独自の認定プロセスを開発し、更なる顧客主導のサービスを目指す。

テク人間のあなたがなぜ、Omegaがマスター・クロノメーター認定なるものを作っていることを気にしなければならないのか?まず、現状から説明しよう。

通常、優れた腕時計はスイス公式クロノメーター検定協会(COSC)の認定を受けている。これは、様々な条件下でその正確性がテストされていることを意味する。検定の詳細は次の通り。

ケースから外されたムーブメントは、個別に15日間、5種類の位置、異なる3つの温度下でテストされる。ムーブメントには特殊な秒針が付けられ、テスト中自動巻機構は取り外される。測定は毎日カメラを用いて行われる。

これは時計ムーブメントの卒業試験のようなものだと思えばよい。COSC認証ウォッチは、腕時計世界のハーバード卒業生であり、それ以外はフェニックス大学のオンラインクラス出身だ。

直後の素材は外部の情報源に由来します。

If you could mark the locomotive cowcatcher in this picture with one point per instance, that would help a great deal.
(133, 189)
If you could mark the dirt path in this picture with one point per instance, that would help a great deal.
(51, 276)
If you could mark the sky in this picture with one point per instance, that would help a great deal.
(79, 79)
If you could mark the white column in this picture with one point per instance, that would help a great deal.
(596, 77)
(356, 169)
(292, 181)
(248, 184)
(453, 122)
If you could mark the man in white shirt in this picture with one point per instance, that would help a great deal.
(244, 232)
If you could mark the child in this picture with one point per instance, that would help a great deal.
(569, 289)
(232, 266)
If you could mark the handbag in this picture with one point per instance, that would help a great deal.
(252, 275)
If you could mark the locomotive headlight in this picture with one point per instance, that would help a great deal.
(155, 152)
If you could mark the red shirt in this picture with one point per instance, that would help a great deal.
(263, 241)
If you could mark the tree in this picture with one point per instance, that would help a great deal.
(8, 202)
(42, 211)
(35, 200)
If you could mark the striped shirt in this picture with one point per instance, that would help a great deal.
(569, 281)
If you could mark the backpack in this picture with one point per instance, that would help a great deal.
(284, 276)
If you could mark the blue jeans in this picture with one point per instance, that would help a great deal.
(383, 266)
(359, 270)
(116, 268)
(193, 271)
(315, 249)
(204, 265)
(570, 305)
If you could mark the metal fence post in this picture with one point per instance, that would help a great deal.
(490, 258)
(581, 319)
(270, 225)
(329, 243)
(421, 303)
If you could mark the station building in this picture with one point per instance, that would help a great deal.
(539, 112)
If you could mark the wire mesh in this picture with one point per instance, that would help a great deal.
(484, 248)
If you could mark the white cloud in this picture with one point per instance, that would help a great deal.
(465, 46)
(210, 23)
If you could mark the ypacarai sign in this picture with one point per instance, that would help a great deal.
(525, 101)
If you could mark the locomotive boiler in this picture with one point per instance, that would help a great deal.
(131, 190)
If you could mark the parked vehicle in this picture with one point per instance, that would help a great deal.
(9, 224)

過去数十年間、COSCは時計メーカーにとって付加価値要素だった。COSC認定は腕時計の価格に数千ドルを確実に上乗せし、それに意味があろうがなかろうが、意地悪く見れば、スマートフォンと原子時計の時代ではそのすべてがペテンである。しかし、ここでは意地悪く考えるのをやめよう。

というわけで、実力ある時計メーカーだがCOSC認定モデルを多くは持たないOmegaは、別の認証団体であるスイス連邦計量・認定局(METAS)を通じて独自の認定プロセスを開発した。これは、Omegaが自社の時計をCOSC仕洋沿うよう認定できることを意味している。SwatchグループのCEOでOmegaのオーナー、Nick Hayekがこう言っている、「信頼性はMETAS業務の核である。われわれは政府機関であり、スイスのあらゆる計測を代表している。何よりも、われわれは消費者および顧客主導である。この機械式時計の新しい標準が全ブランドに対してオープンであることが重要な理由はそこにある」。

要するにOmegaとSwatchグループは、既成プレーヤーに目を付けて足をすくおうとしている。これは一種ずるいいやり方だが、それはCOSC認定が長年ブランド無依存なプロセスであり、メーカーにも認定組織にとっても極めて実入りのいいものだったためだ。しかし今、Omegaは自らの手で仕切ろうとしている。実際彼らはMETASの方がCOSCより上だと言っている。

業界標準のCOSC認定は今後もOMEGAのプロセスの重要部分だが、新たなMETASテストは各製品の認定を事実上倍加し、OEMGAや他のスイス時計メーカーにこれまでにない水準の品質と計時性能を誇示する機会を与える。10日間にわたる8項目のテストを通じて、各製品は1万5000ガウスの磁界への暴露をはじめ、実生活の着用条件を再現した様々な基準を通過しなければならない。

古い会社が自ら独自の製品を打ち出してくることは素晴らしい行動だ。METASは他のメーカーにも間違いなく手を差し伸べるだろうが、認定プロセスの採用によってOmegaは特別な位置を占めることになる。彼らは容易かつ安価に、認証費用を自社の全製品の価格に上乗せすることかできる。一方METASはCOSCという「メジャーリーグ」に仲間入りできる。これは全くの内輪ネタだが、Omegaの新しいGlobemasterがマスタークロノメーター認定となって結構な金額が価格に加わることは、コレクターやファンにとって、この時計の魅力がちょっと増すことを意味している。